The human foot is unique in its adaptation to committed, terrestrial bipedalism. Our research explores bone morphology of the foot among extant apes, humans and fossil hominins. This research is exploring how human ancestors moved, whether they walked in a similar way to humans today and whether they climbed trees.
How does behaviour shape our skeleton?
The way we behave during life impacts the internal morphology of our skeleton, both our overall activity levels, as well as specific behaviours such as running, climbing and swimming. We are interested in understanding how behaviour influences the morphology of the skeleton and which factors other than behaviour may contribute to its structure. This research explores differences between humans and other apes, as well as among diverse human groups.
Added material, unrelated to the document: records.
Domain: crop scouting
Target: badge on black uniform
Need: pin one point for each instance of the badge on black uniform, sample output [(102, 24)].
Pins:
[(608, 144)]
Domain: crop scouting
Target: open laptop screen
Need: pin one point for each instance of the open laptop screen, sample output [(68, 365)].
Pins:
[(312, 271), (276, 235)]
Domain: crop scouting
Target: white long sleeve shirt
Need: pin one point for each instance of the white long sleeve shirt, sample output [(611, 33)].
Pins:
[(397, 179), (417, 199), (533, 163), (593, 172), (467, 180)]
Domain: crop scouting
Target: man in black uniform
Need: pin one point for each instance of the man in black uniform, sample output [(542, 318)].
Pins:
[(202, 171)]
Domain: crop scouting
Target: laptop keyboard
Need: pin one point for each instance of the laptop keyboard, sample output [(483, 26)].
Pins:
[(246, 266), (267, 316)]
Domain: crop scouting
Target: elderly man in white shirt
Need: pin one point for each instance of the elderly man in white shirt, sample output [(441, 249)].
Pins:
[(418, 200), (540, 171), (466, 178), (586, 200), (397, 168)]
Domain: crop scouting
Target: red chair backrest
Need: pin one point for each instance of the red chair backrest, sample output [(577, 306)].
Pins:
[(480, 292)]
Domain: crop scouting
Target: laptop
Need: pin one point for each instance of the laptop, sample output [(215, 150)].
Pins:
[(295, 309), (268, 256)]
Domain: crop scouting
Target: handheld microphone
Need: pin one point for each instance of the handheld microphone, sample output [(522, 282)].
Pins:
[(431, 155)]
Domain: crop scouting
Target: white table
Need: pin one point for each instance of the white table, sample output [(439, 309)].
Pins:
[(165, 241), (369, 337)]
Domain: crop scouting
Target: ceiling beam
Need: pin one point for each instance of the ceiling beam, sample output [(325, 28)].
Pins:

Skeletal changes during growth
During development the growing skeleton is adapting to changes in locomotion, increases in body size as well as calcium demands. Understanding how and why changes in the structure of the skeleton occur during growth allows us to better interpret the skeletal morphology of both adult and immature fossil hominins. My research has shown that apes differ from humans in how the internal trabecular structure of the skeleton changes during development.
How do joints move?
We have a rather limited understanding of the relationship between joint shape and movement. We are using X-Ray Reconstruction of Moving Morphology (X-ROMM) to explore how the bones of the foot move in primates. This will allow use to better understand the function of the skeleton and reconstruct locomotor behaviour in fossil human and ape relatives.